- Associated Press - Thursday, October 1, 2020

Experience has taught Oklahoma coach Lincoln Riley his team can overcome a bad loss and make the College Football Playoff.

He brushed off suggestions last week’s home defeat to Kansas State will cost the Big 12 a spot in the CFP and that his team is done.

“I’ve heard the same thing for all five years I’ve been here at OU,” Riley said. “That’s what people have to talk about right now. This is going to be a little bit of crazy season like they all are.”

The 18th-ranked Sooners (1-1, 0-1) are looking for their fourth straight playoff appearance. With eight regular-season games left - barring cancellations because of COVID-19 - the five-time defending Big 12 champions’ margin of error is slim heading to Ames, Iowa, to play Iowa State (1-1, 1-0) on Saturday night.

The Cyclones have given OU fits since Matt Campbell took over in 2016. Other than Kansas State, which has beaten the Sooners two straight years, no Big 12 team has played them tougher the last four years. None of the meetings was decided by more than 10 points.

Iowa State knocked off OU on the road in 2017 and lost 42-41 last year after a failed two-point conversion in the last minute.

“We know what it was like my freshman year. You could say Iowa State was the laughingstock of the Big 12,” fifth-year Cyclones offensive lineman Sean Foster said. “We have the senior group, the senior leadership in this facility, that we are able to compete every single Saturday and it doesn’t matter who with.”

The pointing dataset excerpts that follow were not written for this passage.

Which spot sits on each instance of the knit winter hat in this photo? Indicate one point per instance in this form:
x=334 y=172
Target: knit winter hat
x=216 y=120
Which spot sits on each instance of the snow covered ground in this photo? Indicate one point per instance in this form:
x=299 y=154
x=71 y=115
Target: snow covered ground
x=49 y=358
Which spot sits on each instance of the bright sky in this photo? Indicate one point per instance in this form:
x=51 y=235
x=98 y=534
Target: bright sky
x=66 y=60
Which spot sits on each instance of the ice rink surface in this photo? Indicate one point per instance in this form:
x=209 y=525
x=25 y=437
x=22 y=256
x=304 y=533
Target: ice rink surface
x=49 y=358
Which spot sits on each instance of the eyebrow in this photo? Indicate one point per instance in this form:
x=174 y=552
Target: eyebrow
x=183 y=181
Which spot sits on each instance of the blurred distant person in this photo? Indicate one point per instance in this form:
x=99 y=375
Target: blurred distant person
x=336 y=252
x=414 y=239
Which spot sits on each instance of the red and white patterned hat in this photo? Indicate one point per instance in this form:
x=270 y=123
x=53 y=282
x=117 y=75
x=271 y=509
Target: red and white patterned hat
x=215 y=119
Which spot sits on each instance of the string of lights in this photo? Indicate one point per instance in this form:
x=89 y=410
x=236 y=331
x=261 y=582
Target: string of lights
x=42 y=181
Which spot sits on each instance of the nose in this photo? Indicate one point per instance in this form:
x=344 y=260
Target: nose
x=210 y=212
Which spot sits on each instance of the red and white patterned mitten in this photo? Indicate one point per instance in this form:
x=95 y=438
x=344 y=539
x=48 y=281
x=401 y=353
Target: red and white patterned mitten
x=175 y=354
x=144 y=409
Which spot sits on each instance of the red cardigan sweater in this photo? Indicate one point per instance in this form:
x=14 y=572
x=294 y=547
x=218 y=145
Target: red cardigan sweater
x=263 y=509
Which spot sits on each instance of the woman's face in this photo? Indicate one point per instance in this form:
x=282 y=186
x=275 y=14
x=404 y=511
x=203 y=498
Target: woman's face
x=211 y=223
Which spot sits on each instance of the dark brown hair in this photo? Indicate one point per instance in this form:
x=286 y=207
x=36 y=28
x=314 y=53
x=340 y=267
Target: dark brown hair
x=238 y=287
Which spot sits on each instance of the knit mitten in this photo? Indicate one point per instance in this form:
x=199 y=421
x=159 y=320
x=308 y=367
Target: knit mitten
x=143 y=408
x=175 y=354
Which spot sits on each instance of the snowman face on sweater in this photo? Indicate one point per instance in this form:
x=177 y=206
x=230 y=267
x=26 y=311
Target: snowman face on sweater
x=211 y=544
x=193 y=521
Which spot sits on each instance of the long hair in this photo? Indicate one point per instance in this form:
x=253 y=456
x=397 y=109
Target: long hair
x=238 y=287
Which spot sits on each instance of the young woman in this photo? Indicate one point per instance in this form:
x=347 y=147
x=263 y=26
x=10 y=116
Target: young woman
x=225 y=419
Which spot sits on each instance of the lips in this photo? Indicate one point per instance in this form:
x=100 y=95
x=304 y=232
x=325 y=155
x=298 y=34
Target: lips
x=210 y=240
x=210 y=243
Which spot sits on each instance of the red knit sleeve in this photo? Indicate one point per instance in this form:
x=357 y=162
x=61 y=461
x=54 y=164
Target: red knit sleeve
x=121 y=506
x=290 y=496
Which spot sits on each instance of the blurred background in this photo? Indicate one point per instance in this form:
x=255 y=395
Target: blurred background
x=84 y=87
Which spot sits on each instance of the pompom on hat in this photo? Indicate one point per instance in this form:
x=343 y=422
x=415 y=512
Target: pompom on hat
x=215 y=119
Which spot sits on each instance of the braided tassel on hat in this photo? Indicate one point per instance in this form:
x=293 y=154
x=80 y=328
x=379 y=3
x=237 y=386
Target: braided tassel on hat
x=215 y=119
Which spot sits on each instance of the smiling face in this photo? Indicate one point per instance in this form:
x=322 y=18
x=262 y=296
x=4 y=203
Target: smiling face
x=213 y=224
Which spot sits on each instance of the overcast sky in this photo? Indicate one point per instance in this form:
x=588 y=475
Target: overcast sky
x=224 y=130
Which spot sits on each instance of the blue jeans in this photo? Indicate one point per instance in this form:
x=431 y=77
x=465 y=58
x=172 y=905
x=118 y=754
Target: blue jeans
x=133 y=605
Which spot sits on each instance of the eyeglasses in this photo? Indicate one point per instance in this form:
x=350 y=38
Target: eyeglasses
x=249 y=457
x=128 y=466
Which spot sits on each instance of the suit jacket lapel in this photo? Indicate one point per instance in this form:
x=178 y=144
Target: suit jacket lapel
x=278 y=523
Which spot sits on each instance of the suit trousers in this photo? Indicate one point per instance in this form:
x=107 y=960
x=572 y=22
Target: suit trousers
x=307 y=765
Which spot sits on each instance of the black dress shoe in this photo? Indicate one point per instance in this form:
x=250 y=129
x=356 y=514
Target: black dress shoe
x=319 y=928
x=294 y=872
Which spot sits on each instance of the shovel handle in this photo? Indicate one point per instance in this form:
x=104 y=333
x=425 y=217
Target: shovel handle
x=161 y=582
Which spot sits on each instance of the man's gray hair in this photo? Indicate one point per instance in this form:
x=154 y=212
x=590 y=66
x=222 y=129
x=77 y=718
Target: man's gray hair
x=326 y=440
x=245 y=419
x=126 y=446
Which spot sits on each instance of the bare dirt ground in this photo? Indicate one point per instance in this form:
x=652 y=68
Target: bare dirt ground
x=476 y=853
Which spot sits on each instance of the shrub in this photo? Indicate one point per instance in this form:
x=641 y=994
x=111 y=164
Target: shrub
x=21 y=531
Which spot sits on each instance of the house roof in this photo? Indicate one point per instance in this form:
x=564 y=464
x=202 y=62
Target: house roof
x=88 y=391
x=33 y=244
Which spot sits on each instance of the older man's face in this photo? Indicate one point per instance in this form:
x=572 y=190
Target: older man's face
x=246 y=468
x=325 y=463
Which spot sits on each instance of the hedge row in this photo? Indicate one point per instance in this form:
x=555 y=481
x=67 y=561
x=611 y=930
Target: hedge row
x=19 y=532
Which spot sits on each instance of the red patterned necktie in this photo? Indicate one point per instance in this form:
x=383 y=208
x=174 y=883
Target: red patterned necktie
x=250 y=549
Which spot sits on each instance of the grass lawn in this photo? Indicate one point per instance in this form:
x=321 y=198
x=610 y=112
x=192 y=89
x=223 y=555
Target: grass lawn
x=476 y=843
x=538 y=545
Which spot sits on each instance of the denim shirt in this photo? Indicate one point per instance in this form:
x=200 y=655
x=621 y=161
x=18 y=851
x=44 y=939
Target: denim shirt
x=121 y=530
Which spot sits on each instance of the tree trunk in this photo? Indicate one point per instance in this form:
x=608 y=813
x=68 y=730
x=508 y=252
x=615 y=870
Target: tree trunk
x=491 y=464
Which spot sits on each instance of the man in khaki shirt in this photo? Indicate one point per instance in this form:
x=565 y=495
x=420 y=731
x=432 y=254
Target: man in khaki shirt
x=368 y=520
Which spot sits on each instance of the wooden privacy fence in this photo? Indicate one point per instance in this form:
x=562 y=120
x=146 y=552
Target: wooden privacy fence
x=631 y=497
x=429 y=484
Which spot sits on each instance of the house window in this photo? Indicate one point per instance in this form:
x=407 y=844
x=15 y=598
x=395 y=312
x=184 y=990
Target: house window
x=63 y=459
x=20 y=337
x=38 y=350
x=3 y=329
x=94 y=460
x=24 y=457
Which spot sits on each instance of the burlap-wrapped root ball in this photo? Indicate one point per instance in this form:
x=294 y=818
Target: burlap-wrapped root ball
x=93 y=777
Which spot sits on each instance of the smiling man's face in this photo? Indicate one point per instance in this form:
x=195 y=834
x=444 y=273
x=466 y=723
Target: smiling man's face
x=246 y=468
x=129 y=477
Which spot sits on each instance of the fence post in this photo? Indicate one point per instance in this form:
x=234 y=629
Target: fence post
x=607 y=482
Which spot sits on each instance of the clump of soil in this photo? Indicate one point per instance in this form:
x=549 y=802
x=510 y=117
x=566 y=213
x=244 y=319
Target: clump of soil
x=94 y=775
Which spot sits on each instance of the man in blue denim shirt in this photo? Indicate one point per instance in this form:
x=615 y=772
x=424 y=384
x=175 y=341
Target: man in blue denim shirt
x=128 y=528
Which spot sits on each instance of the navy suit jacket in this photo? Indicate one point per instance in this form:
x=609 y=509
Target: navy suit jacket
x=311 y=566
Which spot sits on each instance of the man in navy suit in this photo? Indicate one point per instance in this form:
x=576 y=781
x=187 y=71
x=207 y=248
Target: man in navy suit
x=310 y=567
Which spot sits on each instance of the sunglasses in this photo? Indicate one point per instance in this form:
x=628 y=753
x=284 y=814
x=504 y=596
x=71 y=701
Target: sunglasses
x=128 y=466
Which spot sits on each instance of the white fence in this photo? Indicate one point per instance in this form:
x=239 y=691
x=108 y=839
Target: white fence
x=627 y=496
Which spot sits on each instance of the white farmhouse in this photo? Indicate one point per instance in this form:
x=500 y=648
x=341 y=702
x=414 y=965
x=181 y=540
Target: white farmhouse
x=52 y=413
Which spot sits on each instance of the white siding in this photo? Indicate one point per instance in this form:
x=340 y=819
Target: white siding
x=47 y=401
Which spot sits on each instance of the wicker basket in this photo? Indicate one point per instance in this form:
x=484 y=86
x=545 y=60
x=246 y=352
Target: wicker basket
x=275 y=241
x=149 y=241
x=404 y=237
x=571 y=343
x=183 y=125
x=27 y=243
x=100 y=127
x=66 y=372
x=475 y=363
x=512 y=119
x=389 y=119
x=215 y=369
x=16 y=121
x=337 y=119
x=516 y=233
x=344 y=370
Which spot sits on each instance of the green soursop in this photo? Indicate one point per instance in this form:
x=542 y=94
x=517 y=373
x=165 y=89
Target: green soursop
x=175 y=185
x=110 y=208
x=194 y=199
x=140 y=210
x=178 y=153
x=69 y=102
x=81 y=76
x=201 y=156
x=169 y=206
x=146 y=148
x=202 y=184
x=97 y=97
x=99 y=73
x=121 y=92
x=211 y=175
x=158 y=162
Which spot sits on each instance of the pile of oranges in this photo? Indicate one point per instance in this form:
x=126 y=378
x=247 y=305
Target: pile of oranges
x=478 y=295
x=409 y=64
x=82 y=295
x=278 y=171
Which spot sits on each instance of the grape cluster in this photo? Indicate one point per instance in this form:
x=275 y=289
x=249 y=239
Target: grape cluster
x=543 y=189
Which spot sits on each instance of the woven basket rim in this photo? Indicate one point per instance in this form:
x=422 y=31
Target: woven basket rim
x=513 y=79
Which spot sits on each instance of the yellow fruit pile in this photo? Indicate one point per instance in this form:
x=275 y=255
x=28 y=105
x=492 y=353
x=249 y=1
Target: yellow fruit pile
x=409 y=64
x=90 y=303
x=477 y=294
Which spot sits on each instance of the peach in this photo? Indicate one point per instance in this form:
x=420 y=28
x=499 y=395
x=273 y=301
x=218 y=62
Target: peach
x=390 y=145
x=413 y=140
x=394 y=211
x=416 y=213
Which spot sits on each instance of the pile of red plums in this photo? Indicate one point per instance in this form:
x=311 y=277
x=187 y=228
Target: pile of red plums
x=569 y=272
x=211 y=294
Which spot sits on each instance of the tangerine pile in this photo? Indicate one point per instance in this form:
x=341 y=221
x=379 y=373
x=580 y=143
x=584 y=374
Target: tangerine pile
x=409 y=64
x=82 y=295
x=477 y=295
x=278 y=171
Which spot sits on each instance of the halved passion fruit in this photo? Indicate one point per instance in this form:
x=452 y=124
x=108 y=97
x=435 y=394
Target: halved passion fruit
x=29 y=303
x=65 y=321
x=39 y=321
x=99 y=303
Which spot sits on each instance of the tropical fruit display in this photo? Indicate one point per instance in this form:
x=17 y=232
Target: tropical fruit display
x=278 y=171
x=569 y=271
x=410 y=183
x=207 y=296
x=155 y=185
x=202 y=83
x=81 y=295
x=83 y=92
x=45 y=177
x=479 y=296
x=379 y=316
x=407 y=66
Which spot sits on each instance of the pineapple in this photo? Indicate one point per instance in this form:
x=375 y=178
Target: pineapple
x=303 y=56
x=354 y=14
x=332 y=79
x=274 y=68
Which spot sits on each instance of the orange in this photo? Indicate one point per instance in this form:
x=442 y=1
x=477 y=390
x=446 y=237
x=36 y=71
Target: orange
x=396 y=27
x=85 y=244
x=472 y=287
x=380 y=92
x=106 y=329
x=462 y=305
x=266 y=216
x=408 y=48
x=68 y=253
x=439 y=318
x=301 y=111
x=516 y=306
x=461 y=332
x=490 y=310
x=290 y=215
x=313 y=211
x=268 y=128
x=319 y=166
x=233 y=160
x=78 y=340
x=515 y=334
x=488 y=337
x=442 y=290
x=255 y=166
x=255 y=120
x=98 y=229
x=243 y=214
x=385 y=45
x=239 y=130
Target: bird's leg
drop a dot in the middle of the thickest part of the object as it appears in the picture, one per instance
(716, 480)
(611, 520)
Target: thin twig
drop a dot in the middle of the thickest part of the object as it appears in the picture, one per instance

Before blowing a 21-point lead and losing 38-35 to four-touchdown-underdog K-State, Oklahoma hadn’t lost so early since it started 1-2 in 2016. Last year, the Sooners were 7-0 when they lost to K-State. They won a bunch of close games and saw their path to the playoff clear after Alabama and Minnesota closed the regular season with losses.

The Sooners were all but written off in 2018 after Texas beat them at midseason, but they avenged that loss in the Big 12 championship game and got into the playoff after Georgia lost to Alabama in the SEC title game. In 2017, they recovered from their loss to Iowa State to win eight straight and make the playoff easily.

RATTLED RATTLER?

OU quarterback Spencer Rattler enters his first road game off a rough outing in which he threw three interceptions, the last one in the final seconds.

“There ain’t a player in history that hasn’t had his struggles,” Riley said. “It’s going to happen. You’re ultimately defined by the team. Quarterbacks are ultimately defined by how they respond to it as well. So that’s the challenge. He’s a competitive kid. He’s eager to learn. I have zero doubt in my mind that he’s going to take this and run with it in the correct direction.”

AGONY IN AMES

Iowa State hasn’t beaten Oklahoma at home since 1960, and the Sooners’ .917 series winning percentage (76-6-2) is the best by one FBS program against another in a series with at least 50 games played.

ON THE REBOUND

Oklahoma hasn’t lost back-to-back regular-season games since October 1999, the longest active streak by far. Alabama hasn’t lost consecutive regular-season games since 2007.

STADIUM CAPACITY SET AT 15,000

Iowa State is allowing up to 15,000 fans into Jack Trice Stadium, with fans required to wear face coverings and a prohibition on tailgating. Athletic director Jamie Pollard said campus officials made the decision after weekly COVID-19 positivity rates had declined on campus and across Story County.

No fans were allowed for the Cyclones’ opener against Louisiana-Lafayette on Sept. 12.

FRIEND OR FOE?

OU defensive coordinator Alex Grinch and Iowa State’s Campbell were teammates at Mount Union from 1999-2001 and won two Division III titles. Grinch was a safety and Campbell was a defensive lineman.